El sufrimiento se ha convertido en algo socialmente reprobable. Da lo mismo si es provocado por un desengaño, una pérdida o un fracaso. Sufrir está mal visto sea cual sea la causa. Eso nos lleva a buscar un alivio inmediato, no sólo por nuestra propia incapacidad para procesar el malestar sino porque el correspondiente coro que nos acompaña, en forma de amigos, compañeros o familiares, nos insta acabar cuanto antes con el asunto.
Manejamos mal las emociones negativas, las propias y las ajenas. Vivimos en un mundo en el que ser feliz a toda costa, nos hace pasar por encima de cualquier acontecimiento que altere esa presunta felicidad con la mayor rapidez posible. Parece que hemos olvidado que el sufrimiento forma parte de la vida, que si una persona, o incluso un animal al que queremos, muere, sufrimos por su pérdida. Una ruptura sentimental, el desamor, duele. Que un amigo nos decepcione, duele y que no tener ninguno, la soledad, duele también.
Los seres humanos, de la misma manera que somos capaces de alegrarnos y de disfrutar, también sufrimos. Eso es algo que podemos calificar como normal. Otra cosa es el sufrimiento que provoca lo que no pasa, lo que tememos que pase, el generado por nuestros miedos y nuestras inseguridades. No debemos confundir ese sufrimiento inútil, que nos paraliza y no nos permite avanzar con ese otro que se justifica porque el devenir de la vida no siempre es favorable, porque nos pasan cosas indeseables o porque perdemos seres a los que queremos.

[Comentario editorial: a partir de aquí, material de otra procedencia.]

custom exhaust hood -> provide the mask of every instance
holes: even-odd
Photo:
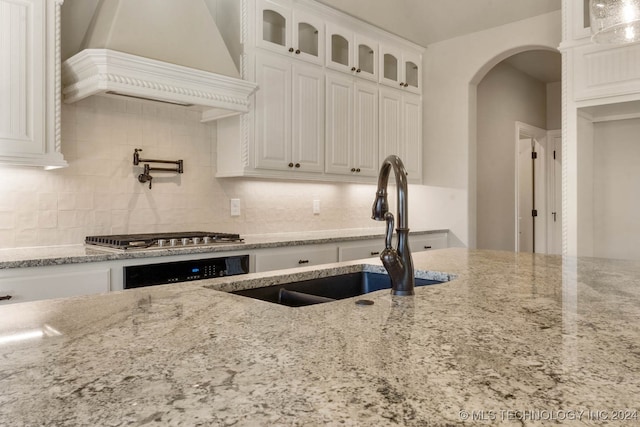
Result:
[[[82,43],[62,64],[63,100],[127,96],[202,111],[249,111],[242,80],[205,0],[100,0]]]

Y aunque no podemos ni debemos quedarnos anclados en el sufrimiento y resistirnos a avanzar, por lo general ese dolor se va atenuando con el tiempo. El otro, el anímico, el que no responde a una causa concreta que lo desencadene, el que nos paraliza y nos angustia, debe ser tratado cuanto antes porque ese sufrimiento el tiempo no lo cura, al contrario, lo agrava.